Organ donation is another such field, although it has proved much harder to break the promises. When it was being pitched to a wary public, we were solemnly assured that only those who specifically agreed to donate their organs ahead of time, or with consent from family after death, would be donors. Now, we see advocacy to do away with specific consent — in other words to the concept of “donation” — and replace it with organ conscription, in which the state could take your organs unless you specifically opted out beforehand — a system called “presumed consent.”

Legislation was recently filed in Colorado to legalize organ conscription. From the story:

Some Colorado lawmakers say their state should be the first one where people become organ donors by default, even though other states’ efforts have been halted by worries about making such a personal decision automatic. Colorado’s proposal, introduced in the Legislature last week, would change the process for renewing driver’s licenses and ID cards so applicants are assumed to be organ and tissue donors unless they initial a statement that says they want to opt out.
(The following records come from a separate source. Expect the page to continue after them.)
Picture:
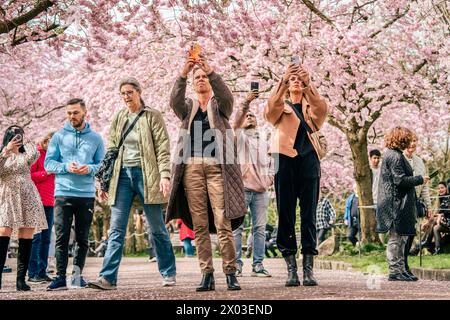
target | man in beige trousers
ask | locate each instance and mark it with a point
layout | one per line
(207, 190)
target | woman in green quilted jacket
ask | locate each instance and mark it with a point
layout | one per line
(142, 168)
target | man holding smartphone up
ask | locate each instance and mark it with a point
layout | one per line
(207, 190)
(74, 155)
(298, 165)
(257, 174)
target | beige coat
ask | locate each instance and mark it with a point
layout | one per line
(154, 146)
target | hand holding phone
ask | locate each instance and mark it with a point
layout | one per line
(295, 60)
(18, 137)
(434, 174)
(195, 51)
(254, 87)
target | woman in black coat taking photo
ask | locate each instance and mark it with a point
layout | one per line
(396, 212)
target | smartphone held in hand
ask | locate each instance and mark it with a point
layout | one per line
(254, 87)
(434, 174)
(195, 51)
(295, 60)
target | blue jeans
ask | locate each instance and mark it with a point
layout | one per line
(258, 203)
(188, 248)
(131, 183)
(40, 248)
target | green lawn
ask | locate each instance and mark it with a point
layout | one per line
(376, 261)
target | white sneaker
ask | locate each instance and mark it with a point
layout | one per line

The “presumed consent” system is common in Europe and is credited with dramatically raising donation rates. In the U.S., however, similar approaches have been defeated by lawmakers in at least three states — Delaware, Illinois and New York — because of concerns that donation programs seem coercive if they require residents to say no. Organ donation advocates hope for a warmer reception in Colorado, where nearly two-thirds of people carrying driver’s licenses or state-issued IDs volunteer as donors — a higher rate than in any other state.

Let me get this straight: In the state with high levels of consent, we need presumed consent? The majority gets to rope in the minority?
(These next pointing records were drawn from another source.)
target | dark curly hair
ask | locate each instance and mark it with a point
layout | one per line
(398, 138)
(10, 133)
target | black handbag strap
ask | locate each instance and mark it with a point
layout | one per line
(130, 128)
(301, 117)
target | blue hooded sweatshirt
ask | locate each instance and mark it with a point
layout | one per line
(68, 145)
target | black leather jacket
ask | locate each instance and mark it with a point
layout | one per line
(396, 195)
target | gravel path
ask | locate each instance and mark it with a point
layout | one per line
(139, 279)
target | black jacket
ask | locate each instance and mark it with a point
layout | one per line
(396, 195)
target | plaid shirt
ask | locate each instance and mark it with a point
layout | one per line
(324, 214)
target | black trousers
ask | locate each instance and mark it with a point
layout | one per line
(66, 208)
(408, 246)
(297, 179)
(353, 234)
This, and other proposals intended to increase the number of transplanted organs — such as redefining death — would have the opposite effect, I believe, reducing the number of organs because of destroyed trust. If people knew their organs were on the line, they would worry that they or their loved ones’ organs would matter more than their lives in the event of a serious — and expensive — illness or injury. For example, I am an organ donor on my license. I would opt out in a presumed consent regime, and instruct my wife to donate my organs if I died.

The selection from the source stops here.